14. De rechtbank vindt dat het UWV terecht heeft geoordeeld dat eiseres op 22 maart 2022 in staat moet worden geacht arbeid te verrichten als daarbij rekening wordt gehouden met de beperkingen die de verzekeringsarts B&B heeft aangenomen.
Arbeidskundige grondslag van het bestreden besluit
15. De rechtbank is ook van oordeel dat het arbeidskundige onderzoek zorgvuldig is verricht en vindt dat de arbeidskundige de bevindingen voldoende heeft gemotiveerd. Uitgaande van de juistheid van de medische beperkingen die bij eiseres zijn vastgesteld, ziet de rechtbank in wat eiseres heeft aangevoerd geen reden om de geschiktheid van de geduide functies in twijfel te trekken.
16. De arbeidsdeskundige heeft berekend dat eiseres met de middelste van de drie geduide functies 95,20% kan verdienen van het loon dat zij verdiende met haar eigen werk, zodat zij voor de overige 4,80% arbeidsongeschikt is.
Geen strijd met zorgvuldigheidsbeginsel, motiveringsbeginsel en/of evenredigheidsbeginsel
17. De rechtbank heeft hiervoor al overwogen dat zij van oordeel is dat het medische en arbeidskundige onderzoek zorgvuldig zijn verricht en voldoende zijn gemotiveerd. De rechtbank is ook niet gebleken dat het bestreden besluit op enige andere wijze onzorgvuldig of onjuist gemotiveerd zou zijn. Verder overweegt de rechtbank dat de Wet WIA geen ruimte biedt voor een belangenafweging bij de vaststelling van de mate van arbeidsongeschiktheid, omdat de toepasselijke wetsbepalingen dwingendrechtelijk van aard zijn. Er is geen sprake van bijzondere omstandigheden die dwingen hiervan af te wijken.

Conclusie en gevolgen

18. Het UWV heeft terecht besloten om per 22 maart 2022 de WIA-uitkering van eiseres te beëindigen, omdat zij per die datum voor 4,80% arbeidsongeschikt is.
19. Het beroep van eiseres is ongegrond. Dit betekent dat zij geen gelijk krijgt. Omdat eiseres in beroep geen gelijk krijgt, worden de door haar gemaakte proceskosten of het betaalde griffierecht niet vergoed.

Beslissing

De rechtbank verklaart het beroep ongegrond.
Deze uitspraak is gedaan op 8 juni 2023 door mr. M.A. Broekhuis, rechter, in aanwezigheid van mr. J.G.M. Koning, griffier.
griffier
rechter
De uitspraak is verzonden op
en zal binnen een week na deze datum openbaar gemaakt worden door publicatie op rechtspraak.nl.

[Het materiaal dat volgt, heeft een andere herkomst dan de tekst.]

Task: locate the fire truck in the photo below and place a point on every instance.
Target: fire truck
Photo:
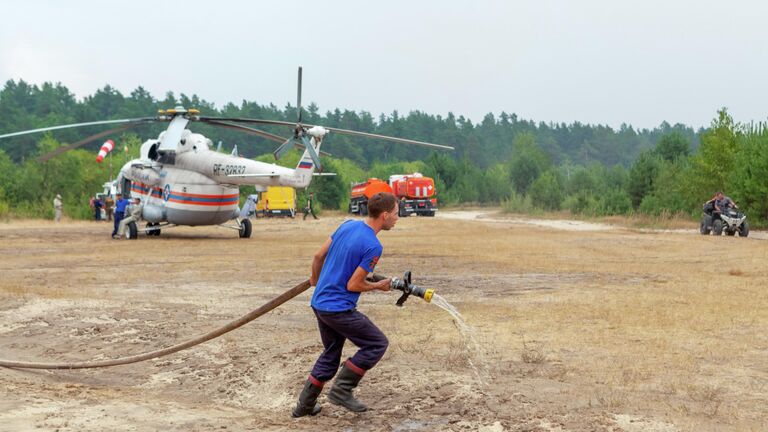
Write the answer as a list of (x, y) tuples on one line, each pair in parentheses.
[(415, 192)]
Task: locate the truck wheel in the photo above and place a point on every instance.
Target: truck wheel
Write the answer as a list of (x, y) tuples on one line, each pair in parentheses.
[(744, 229), (245, 228), (133, 231), (706, 225), (717, 227)]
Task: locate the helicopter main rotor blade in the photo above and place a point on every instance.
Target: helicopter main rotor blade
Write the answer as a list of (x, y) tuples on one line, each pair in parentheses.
[(91, 138), (246, 129), (298, 100), (75, 125), (335, 130)]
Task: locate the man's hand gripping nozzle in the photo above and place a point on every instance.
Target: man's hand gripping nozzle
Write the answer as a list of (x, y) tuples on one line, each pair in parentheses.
[(407, 288)]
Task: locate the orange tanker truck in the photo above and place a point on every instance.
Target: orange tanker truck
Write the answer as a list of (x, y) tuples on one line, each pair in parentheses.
[(415, 192), (358, 203)]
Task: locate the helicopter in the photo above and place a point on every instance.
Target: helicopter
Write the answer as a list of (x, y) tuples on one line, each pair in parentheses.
[(183, 182)]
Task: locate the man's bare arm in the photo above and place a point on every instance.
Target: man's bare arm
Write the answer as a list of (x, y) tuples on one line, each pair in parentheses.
[(358, 283), (318, 260)]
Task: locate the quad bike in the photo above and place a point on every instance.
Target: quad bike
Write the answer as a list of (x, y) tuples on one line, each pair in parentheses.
[(729, 220)]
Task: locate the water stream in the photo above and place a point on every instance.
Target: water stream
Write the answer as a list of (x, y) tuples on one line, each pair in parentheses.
[(475, 355)]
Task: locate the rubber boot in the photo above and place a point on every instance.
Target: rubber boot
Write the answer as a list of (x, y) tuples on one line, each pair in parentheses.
[(307, 399), (341, 392)]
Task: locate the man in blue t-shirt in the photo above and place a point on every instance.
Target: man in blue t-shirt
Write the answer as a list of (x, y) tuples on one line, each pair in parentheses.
[(339, 271), (120, 205)]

Informatie over hoger beroep

Een partij die het niet eens is met deze uitspraak, kan een hogerberoepschrift sturen naar de Centrale Raad van Beroep waarin wordt uitgelegd waarom deze partij het niet eens is met deze uitspraak. Het hogerberoepschrift moet worden ingediend binnen zes weken na de dag waarop deze uitspraak is verzonden. Kan de indiener de behandeling van het hoger beroep niet afwachten, omdat de zaak spoed heeft, dan kan de indiener de voorzieningenrechter van de Centrale Raad van Beroep vragen om een voorlopige voorziening (een tijdelijke maatregel) te treffen.